Shafik has issued a midnight deadline to protesters and organizers, warning that failure to comply will result in the forcible clearance of the camp by the New York Police Department (NYPD).

The university has engaged in discussions with student leaders behind the protests, which are part of a series of protests taking place at various colleges nationwide and resulting in multiple arrests.

The purpose of these talks is to address the encampment on the west lawn of Columbia's Morningside Heights campus.

American universities are grappling with the challenge of maintaining a delicate balance between the right to protest and freedom of speech, while also ensuring campus rules and safety, as tensions surrounding the ongoing war in Gaza continue to permeate across campuses.

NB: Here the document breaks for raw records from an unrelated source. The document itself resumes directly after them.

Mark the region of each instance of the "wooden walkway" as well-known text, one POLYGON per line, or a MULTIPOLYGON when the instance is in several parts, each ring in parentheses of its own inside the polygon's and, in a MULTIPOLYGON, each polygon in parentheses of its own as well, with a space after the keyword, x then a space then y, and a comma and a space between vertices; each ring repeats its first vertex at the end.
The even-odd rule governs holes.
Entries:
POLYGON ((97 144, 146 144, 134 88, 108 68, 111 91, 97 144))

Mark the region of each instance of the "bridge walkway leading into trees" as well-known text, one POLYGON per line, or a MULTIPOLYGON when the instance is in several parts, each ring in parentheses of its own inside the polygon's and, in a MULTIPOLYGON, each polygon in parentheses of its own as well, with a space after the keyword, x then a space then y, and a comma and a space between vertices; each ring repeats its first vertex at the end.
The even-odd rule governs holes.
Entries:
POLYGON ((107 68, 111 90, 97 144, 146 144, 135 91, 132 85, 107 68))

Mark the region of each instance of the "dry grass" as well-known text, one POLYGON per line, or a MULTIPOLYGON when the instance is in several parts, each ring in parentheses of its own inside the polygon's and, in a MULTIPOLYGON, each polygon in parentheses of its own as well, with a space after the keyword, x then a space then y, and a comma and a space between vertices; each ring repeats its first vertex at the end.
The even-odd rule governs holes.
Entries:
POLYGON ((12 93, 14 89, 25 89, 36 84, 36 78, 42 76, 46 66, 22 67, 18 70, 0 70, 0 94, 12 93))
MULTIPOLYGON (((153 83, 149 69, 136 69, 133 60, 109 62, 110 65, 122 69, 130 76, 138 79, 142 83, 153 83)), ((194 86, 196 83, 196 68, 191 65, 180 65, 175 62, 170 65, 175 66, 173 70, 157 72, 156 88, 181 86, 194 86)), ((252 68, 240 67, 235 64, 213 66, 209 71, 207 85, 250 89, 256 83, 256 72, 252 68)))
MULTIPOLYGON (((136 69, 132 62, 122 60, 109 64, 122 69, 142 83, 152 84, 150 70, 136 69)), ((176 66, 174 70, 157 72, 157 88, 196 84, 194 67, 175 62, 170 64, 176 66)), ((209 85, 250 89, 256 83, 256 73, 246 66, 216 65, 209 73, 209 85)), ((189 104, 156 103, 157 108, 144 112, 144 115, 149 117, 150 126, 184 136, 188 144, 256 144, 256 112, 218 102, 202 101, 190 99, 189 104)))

Meanwhile, Shafik underscored the importance of free speech and the right to demonstrate, but highlighted significant safety issues, disruptions to campus activities, and a strained environment due to the encampment. She firmly stated that any form of intimidation, harassment, or discrimination would not be accepted.

The arrest of more than 100 protesters at Columbia University last week led to more campus demonstrations, at New York University, Yale, and the University of California, Berkeley.

Palestinian university professor Sami al-Arian said what is happening across US university campuses is unprecedented.

Al-Arian said, "I lived four decades in the US, 28 years of which were in academic settings. During my time, it was a very challenging struggle to present an anti-Zionist narrative."

"But the passion, courage, humanity, creativity, and determination displayed these days by students across US campuses make me proud. The Zionist grip on US society is weakening and waning."